The sprwaling cellars of Enoteca Pinchiorri


There are people who envy my life. I know this, because they have told me so. Usually, I can dismiss this as nonsense. Other people’s lives are never quite what we imagine, after all. Still, sometimes I do have an inkling of what they mean.


The sun is shining, the view is magical, the hotel suite is large and kindly members of staff, properly trained and immaculately attired, are catering to my every whim. Is there a tiny something to envy here? Possibly, I might grudgingly admit. But, once in the proverbial blue moon, an occasion arises which veers so close to perfection that I have to concede that envy would be entirely justified. Thus it was in Florence. In this city of art and beauty, I sat in a restaurant regarded as one of the finest in the world and ate two of the best dishes ever to enter my mouth. Here was gastronomic rapture. I knew without a scintilla of doubt that I deserved to be envied. I was, of course, at the Enoteca Pinchiorri.


It’s hard to overshadow three Michelin stars, but at Enoteca Pinchiorri, the vast wine collection does just that and more and then some. The three-star meal is really just an excuse to taste from this Florentine institution’s exclusive cellar, which holds 150,000 bottles of 200 types of wine. Hot damn!

Browsing the tome of a wine list can take the better part of a day so amateur oenophiles are advised to rely on what would have to be the world's most knowledgeable sommelier- lucky for you, I'm just that.

To begin: There are two volumes of the wine list. It is one of the most interesting I have ever seen. If you have a couple of weeks to spare, you should study it. Giorgio Pinchiorri has built up a cellar full of liquid treasure.
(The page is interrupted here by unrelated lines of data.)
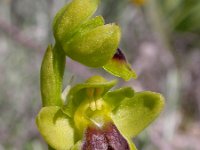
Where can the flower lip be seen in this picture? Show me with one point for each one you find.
(119, 55)
(108, 137)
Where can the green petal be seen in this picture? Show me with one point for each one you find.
(135, 114)
(55, 127)
(114, 98)
(96, 47)
(77, 146)
(119, 67)
(78, 93)
(131, 145)
(71, 16)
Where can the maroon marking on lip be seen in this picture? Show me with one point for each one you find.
(106, 138)
(119, 55)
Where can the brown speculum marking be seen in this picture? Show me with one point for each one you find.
(105, 138)
(119, 55)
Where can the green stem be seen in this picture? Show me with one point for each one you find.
(51, 76)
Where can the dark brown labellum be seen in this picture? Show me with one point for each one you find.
(119, 55)
(105, 138)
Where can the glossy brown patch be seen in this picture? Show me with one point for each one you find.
(119, 56)
(105, 138)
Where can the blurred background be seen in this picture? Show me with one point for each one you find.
(161, 40)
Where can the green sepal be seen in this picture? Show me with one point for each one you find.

Of the 150,000 bottles, 50% are Italian, 40% are French and 10% are from the rest of the world. Ponder for a moment the legendary 1945 vintage in Bordeaux. Here you can choose from Pétrus (21,000ε), Mouton-Rothschild (18,000ε) and Lafite (9,500ε). These sorts of riches are repeated on page after page, although it is also possible to spend just 40ε on a bottle of white Lambrusco. To my mind, the pinnacle comes with one of the pages of red burgundy. I blinked at the 17 bottles. These were not the usual bottles, but Methuselahs, each holding the equivalent of eight ordinary bottles. They included the most expensive bottle of wine I have ever encountered in a restaurant – a Methuselah of 1985 Romanée-Conti for 300,000ε.
For my own imbibing, I placed myself in the hands of the sommelier, Massimo Raugi – a smart fellow, wearing a jacket of dark red. His knowledge and expertise led me to some really enjoyable drinking from Tuscany. Into the gleaming glasses – a mixture of Riedel and Spiegelau – he poured the 2006 Poggio Scalette (Richiari - 200ε), a truly delicious chardonnay with an intriguing touch of gewurtztramner – smooth, toasty, creamy and full-bodied. The 2003 red super-Tuscan (a blend of sangiovese, cabernet and syrah) proved a bit stern for my palate, but decanting tempted it to yield up its luscious flavours of damson and blackcurrant (Avvoltore - 300ε).

Truly this is one place where you most certainly can venture off the beaten Carafe!